How Unions Could Bring the Middle-Class Back from the Brink
August 30, 2012 9:22 am
Earlier this week, the Pew Research Center reported on the state of the middle-class between 2001-2010. Unsurprisingly, the report demonstrated that the net worth, medium household income and quality of life of the middle-class lost ground over the last ten years. Yesterday, the Economic Policy Institute released a study entitled Unions, Inequality and Faltering Middle-Class Wages, a preview of a forthcoming book. The study draws a strong correlation between de-unionization and the faltering middle-class.

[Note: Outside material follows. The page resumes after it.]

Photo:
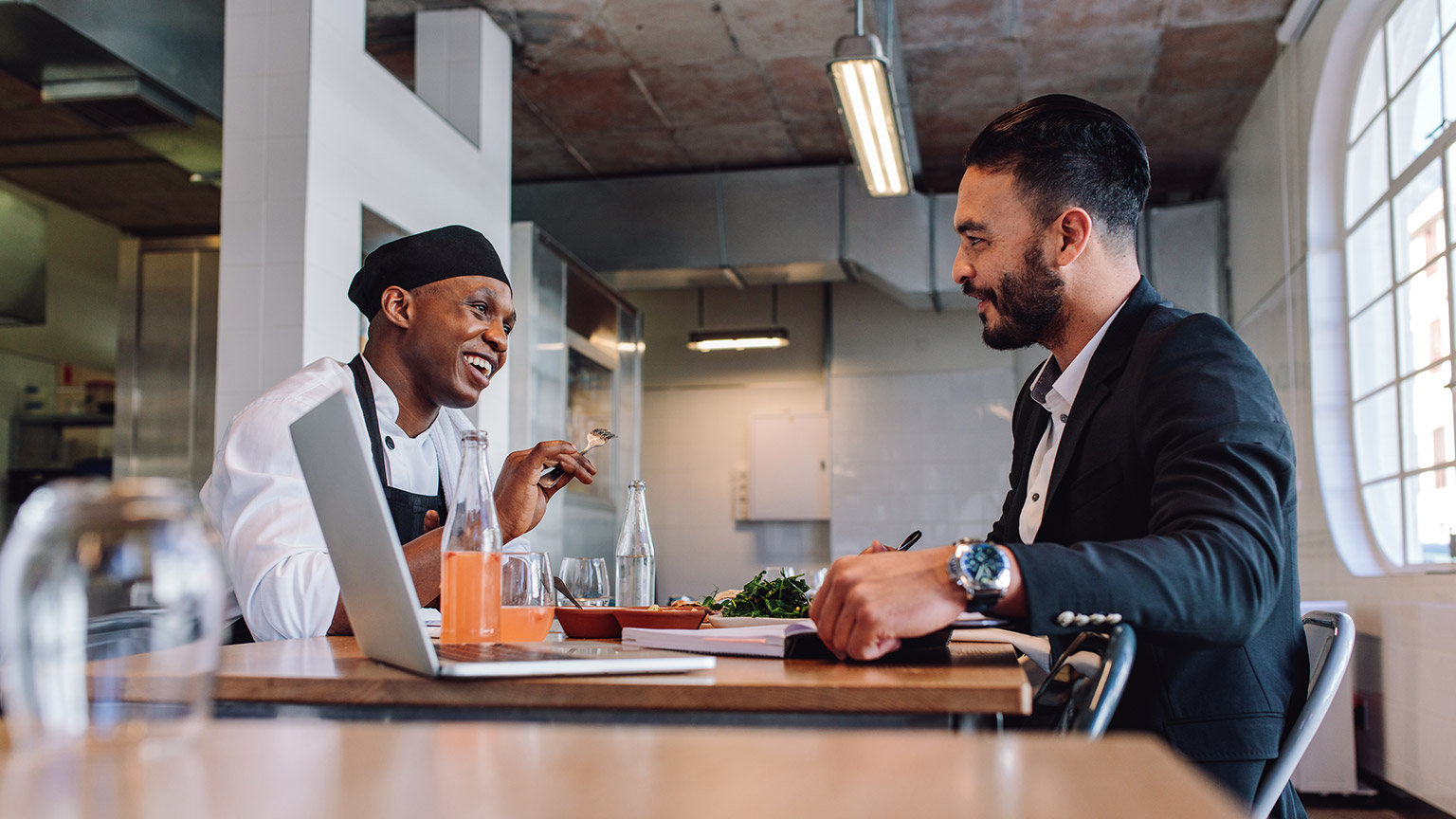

The E.P.I. study covers the years between 1978-2011, a period in which overall unionization rates fell from 26.3% to 13.1% (see the chart above). The data elucidates the enormous benefits of union membership on wages and benefits, as well as the greater advantages to workers with lesser levels of education and minority workers.
The report’s key findings are as follows:
- The union wage premium—the percentage-higher wage earned by those covered by a collective bargaining contract—is 13.6 percent overall (17.3 percent for men and 9.1 percent for women).
- Unionized workers are 28.2 percent more likely to be covered by employer-provided health insurance and 53.9 percent more likely to have employer-provided pensions.
- The decline of unions has affected middle-wage men more than any other group and explains about three-fourths of the expanded wage gap between white- and blue-collar men and over a fifth of the expanded wage gap between high school– and college-educated men from 1978 to 2011.
- An expanded analysis that includes the direct and norm-setting impact of unions shows that deunionization can explain about a third of the entire growth of wage inequality among men and around a fifth of the growth among women from 1973 to 2007.
The report also lists dramatically higher union premium rates (the wage difference between union and non-union occupations) for black and latino workers, stating:
Sizable differences exist in union wage premiums across demographic groups, with blacks and Hispanics having union premiums of 17.3 percent and 23.1 percent, respectively, far higher than the 10.9 percent union premium for whites. Consequently, unions raise the wages of minorities more than of whites…, helping to close racial/ethnic wage gaps.
In addition, union premiums are higher for high school-educated workers than college-educated workers — serving to close the earnings gap between levels of education. Massive de-unionization has lessened the positive impact of this trend considerably. According to the report, unions narrowed the earnings gap between high school and college graduates by 7.3% in 1978. In 2010, Unions were responsible for only a two percent reduction in the gap.
The report speaks to the effects of regional union density on non-union employers –referring both to the “union threat” trend of non-union employers offering better wages and benefits in high-union density areas in order to fend off unionization, as well as a more general “institution of norms and practices” that are beneficial to workers.
Unions, Inequality and Faltering Middle-Class Wages makes a strong case for unions as our greatest hope to stave off growing class inequality. For a robust middle-class, we need stronger unions. End of story.